I have trouble to properly understand the definition of a riemannian metric.
Let $M$ be a smooth manifold. We have the definition of tensor fields as the smooth sections of
$T^{r,s} M=\underbrace{TM \otimes ... \otimes TM}_{r} \otimes \underbrace{T^{*}M \otimes...\otimes T^{*}M}_s$
Then we have defined, that a pseudo-Riemannian metric is a $(0,2)$ tensor field $g$ on $M$, where $g_p$ is a scalar product for each $p \in M$
That means, that $g(p)$ is a bilinear form $T_pM \times T_p M \rightarrow \mathbb{R}$, right?

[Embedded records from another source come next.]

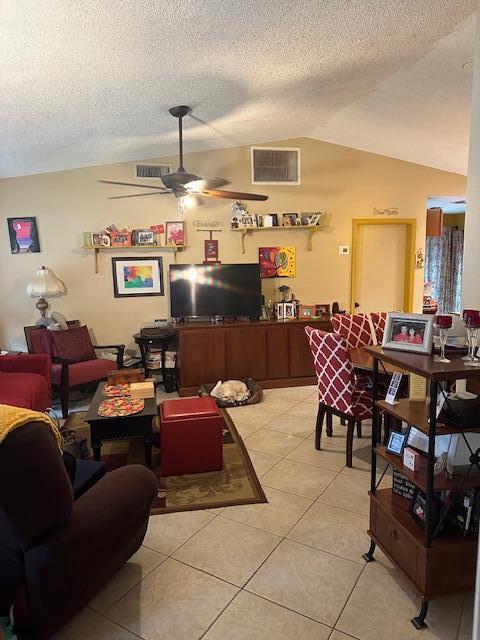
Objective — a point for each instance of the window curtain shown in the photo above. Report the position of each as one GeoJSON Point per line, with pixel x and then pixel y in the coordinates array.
{"type": "Point", "coordinates": [443, 268]}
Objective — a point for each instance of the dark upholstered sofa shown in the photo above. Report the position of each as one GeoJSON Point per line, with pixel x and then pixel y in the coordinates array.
{"type": "Point", "coordinates": [25, 381]}
{"type": "Point", "coordinates": [56, 553]}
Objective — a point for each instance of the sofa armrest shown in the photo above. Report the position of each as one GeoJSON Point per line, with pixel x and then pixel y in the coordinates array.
{"type": "Point", "coordinates": [27, 363]}
{"type": "Point", "coordinates": [120, 348]}
{"type": "Point", "coordinates": [66, 567]}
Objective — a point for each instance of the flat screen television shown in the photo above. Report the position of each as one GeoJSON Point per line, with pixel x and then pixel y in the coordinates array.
{"type": "Point", "coordinates": [203, 290]}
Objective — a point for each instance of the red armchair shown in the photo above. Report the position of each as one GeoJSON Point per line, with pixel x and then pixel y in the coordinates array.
{"type": "Point", "coordinates": [68, 372]}
{"type": "Point", "coordinates": [25, 381]}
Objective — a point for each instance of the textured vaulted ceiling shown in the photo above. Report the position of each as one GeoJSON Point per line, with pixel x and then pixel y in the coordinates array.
{"type": "Point", "coordinates": [90, 82]}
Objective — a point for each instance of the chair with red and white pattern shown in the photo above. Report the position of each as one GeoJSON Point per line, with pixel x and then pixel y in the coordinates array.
{"type": "Point", "coordinates": [379, 320]}
{"type": "Point", "coordinates": [337, 389]}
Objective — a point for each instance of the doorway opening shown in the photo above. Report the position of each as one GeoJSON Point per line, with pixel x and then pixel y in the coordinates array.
{"type": "Point", "coordinates": [444, 254]}
{"type": "Point", "coordinates": [382, 264]}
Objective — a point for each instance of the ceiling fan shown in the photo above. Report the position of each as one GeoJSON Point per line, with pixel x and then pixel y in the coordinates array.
{"type": "Point", "coordinates": [183, 184]}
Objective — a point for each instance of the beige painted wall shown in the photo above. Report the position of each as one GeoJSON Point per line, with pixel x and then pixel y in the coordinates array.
{"type": "Point", "coordinates": [344, 182]}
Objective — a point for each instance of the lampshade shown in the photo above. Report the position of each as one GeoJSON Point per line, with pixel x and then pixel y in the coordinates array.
{"type": "Point", "coordinates": [46, 285]}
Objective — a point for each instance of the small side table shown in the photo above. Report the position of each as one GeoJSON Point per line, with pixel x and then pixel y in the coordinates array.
{"type": "Point", "coordinates": [159, 342]}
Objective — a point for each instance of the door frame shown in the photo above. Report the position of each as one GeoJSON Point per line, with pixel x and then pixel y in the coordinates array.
{"type": "Point", "coordinates": [411, 228]}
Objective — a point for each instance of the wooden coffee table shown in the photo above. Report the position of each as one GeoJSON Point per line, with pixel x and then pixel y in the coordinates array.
{"type": "Point", "coordinates": [138, 425]}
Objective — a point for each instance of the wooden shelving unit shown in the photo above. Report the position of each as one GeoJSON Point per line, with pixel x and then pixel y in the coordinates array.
{"type": "Point", "coordinates": [133, 248]}
{"type": "Point", "coordinates": [310, 229]}
{"type": "Point", "coordinates": [434, 565]}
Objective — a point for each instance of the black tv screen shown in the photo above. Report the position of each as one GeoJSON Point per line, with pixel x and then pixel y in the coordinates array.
{"type": "Point", "coordinates": [215, 290]}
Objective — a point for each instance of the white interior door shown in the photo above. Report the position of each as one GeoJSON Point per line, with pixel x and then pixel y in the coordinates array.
{"type": "Point", "coordinates": [380, 267]}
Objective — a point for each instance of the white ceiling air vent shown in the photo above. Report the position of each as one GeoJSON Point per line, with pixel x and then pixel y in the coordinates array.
{"type": "Point", "coordinates": [275, 165]}
{"type": "Point", "coordinates": [151, 171]}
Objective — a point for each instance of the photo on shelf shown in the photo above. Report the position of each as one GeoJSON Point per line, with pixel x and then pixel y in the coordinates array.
{"type": "Point", "coordinates": [409, 332]}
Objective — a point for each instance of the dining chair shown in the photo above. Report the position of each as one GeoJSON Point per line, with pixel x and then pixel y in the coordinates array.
{"type": "Point", "coordinates": [338, 390]}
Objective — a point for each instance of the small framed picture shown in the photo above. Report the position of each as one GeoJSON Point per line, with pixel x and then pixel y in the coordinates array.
{"type": "Point", "coordinates": [23, 234]}
{"type": "Point", "coordinates": [306, 311]}
{"type": "Point", "coordinates": [290, 220]}
{"type": "Point", "coordinates": [409, 332]}
{"type": "Point", "coordinates": [322, 309]}
{"type": "Point", "coordinates": [134, 277]}
{"type": "Point", "coordinates": [309, 219]}
{"type": "Point", "coordinates": [175, 233]}
{"type": "Point", "coordinates": [143, 236]}
{"type": "Point", "coordinates": [120, 239]}
{"type": "Point", "coordinates": [396, 442]}
{"type": "Point", "coordinates": [211, 250]}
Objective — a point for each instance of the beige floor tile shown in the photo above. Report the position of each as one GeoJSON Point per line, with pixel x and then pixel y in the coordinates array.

so if $g$ is a $(0,2)$ tensor field, then $g:M \rightarrow T^{*}M \otimes T^{*}M$, so $g_p \in T_pM ^{*}\otimes T_pM^{*}, g_p= \sum\limits_{i,j=1}^n c_{ij} (e_j \otimes e_j)$, where $c_{ij} \in \mathbb{R}$ and $(e_i)$ is a basis of $T_pM^{*}$. Now let $v,w \in T_pM$, then $g_p(v,w)= \sum\limits_{i,j=1}^n c_{ij} (e_j(v) \otimes e_j(w)) \in \mathbb{R}$
Is my interpretation correct? It's not that I have a concrete question, it's just that my knowledge also of tensors is not very deep so I'm not quite sure about it.